Schwäbische Zeitung (Ravensburg / Weingarten)
Franz Josef Kuhnle wird 94
Geburtstagsständchen für den Bischof im Pflegeheim
- Die Corona-Isolation zusätzlich zu den „normalen“Altersbeschwerden macht den Senioren in den Pflegeheimen viel Kummer und Leid. Es trifft ausnahmslos hoch und niedrig unter den Bewohnern, wenn man mal davon absieht, dass dort das Leben ziemlich unterschiedslos verläuft. So drückt die ohne Ausnahme jedem drohende Epidemie die Stimmung. Glücksmomente bescheren allen im Haus die Geburtstage. Für Schwestern und Pfleger sind sie Gelegenheit, mit diesem Anlass etwas mehr Abwechslung und Lockerheit in den beschwerlichen Alltag zu zaubern.
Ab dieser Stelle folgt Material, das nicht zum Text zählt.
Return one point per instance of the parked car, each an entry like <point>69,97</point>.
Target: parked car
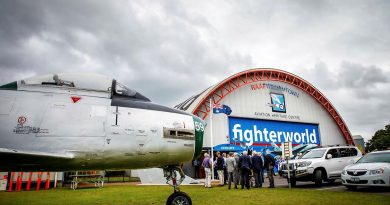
<point>371,170</point>
<point>321,164</point>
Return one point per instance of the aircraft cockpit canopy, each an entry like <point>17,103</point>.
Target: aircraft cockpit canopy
<point>79,81</point>
<point>123,91</point>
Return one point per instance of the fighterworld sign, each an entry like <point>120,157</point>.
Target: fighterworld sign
<point>258,132</point>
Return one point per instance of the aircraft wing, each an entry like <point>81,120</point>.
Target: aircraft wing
<point>18,160</point>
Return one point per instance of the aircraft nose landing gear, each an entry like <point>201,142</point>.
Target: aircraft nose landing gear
<point>178,197</point>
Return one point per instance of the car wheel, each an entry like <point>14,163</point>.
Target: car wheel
<point>351,188</point>
<point>179,198</point>
<point>293,182</point>
<point>331,181</point>
<point>318,177</point>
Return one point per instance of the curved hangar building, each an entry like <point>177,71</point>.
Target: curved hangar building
<point>262,108</point>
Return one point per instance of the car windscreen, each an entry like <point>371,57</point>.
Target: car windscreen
<point>375,157</point>
<point>315,153</point>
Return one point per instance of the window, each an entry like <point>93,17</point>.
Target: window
<point>353,152</point>
<point>334,153</point>
<point>344,152</point>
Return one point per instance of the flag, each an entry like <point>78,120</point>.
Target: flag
<point>218,108</point>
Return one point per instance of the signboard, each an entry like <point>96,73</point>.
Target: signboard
<point>257,132</point>
<point>278,103</point>
<point>286,150</point>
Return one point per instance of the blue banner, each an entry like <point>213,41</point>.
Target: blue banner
<point>256,132</point>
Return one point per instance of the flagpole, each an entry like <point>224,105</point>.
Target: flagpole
<point>211,140</point>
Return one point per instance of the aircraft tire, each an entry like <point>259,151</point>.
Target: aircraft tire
<point>179,198</point>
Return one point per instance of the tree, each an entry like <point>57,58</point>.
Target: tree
<point>381,140</point>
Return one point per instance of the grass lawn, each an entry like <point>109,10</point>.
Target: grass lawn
<point>217,195</point>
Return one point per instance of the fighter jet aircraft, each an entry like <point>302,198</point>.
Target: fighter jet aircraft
<point>65,122</point>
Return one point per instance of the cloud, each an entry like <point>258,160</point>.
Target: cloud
<point>154,48</point>
<point>171,50</point>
Darauf hoffte man auch in dem Pflegeheim in Tettnang, in dem der frühere Weihbischof der Diözese Rottenburg Stuttgart, der Stuttgarter Franz Josef Kuhnle, am Montag seinen 94sten beging. Doch es kam noch etwas Unerwartetes dazu.
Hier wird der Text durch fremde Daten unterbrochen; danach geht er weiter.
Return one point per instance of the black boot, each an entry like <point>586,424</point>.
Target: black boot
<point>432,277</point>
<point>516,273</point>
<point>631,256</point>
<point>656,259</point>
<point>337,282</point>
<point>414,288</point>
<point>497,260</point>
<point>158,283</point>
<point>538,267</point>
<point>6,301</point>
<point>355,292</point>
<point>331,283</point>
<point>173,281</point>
Und alle im Haus hatten je nach noch vorhandener Aufnahmefähigkeit ihre Freude daran. Denn Freunde des früher an vielen Stationen im Land tätigen und umgänglich-kontaktfreudigen Kirchenmannes ließen sich etwas einfallen. Das Besuchsverbot wegen Corona muss doch etwas gelockert werden können, ohne selber in das Haus zu kommen. Die inzwischen ebenfalls ergrauten oder kahl geworden früheren Vikare des Jubilars in Künzelsau und Stuttgart (Fidelis), wo Kuhnle vor seiner Weihe zum Bischof Pfarrer war, versammelten also weitere Freunde aus dem Bodenseeraum. Vor dem von außen zugänglichen Balkon des Pflegeheims sangen sie als ein gemischter Männer- und Frauenchor ein veritables und kräftiges Ständchen zum Geburtstag. Die Rührung bei Bewohnern und Personal und beim Gefeierten selber war unübersehbar. Die Sänger kamen von den Ufern des Bodensees, aus Wangen und aus Ravensburg, stellvertretend für die vielen Freunde des Bischofs aus seiner Tätigkeit in der ganzen Diözese.
In Ravensburg-Oberzell war Kuhnle seit 1997 bis 2018 nominell als Ruheständler, aber praktisch als „Vikar“noch einmal voll in die Gemeindeseelsorge eingestiegen. Seine erste Station 1991 nach seinem Abschied aus der Rottenburger Kirchenleitung waren Schwarzenbach und Roggenzell bei Wangen. Dort war er, was noch ziemlich ungewöhnlich in der Kirche für einen Bischof war, nach Naturell und Engagement auf Gemeindeebene wieder bis zum „Ruhestand“1997 als „gewöhnlicher“Pfarrer tätig.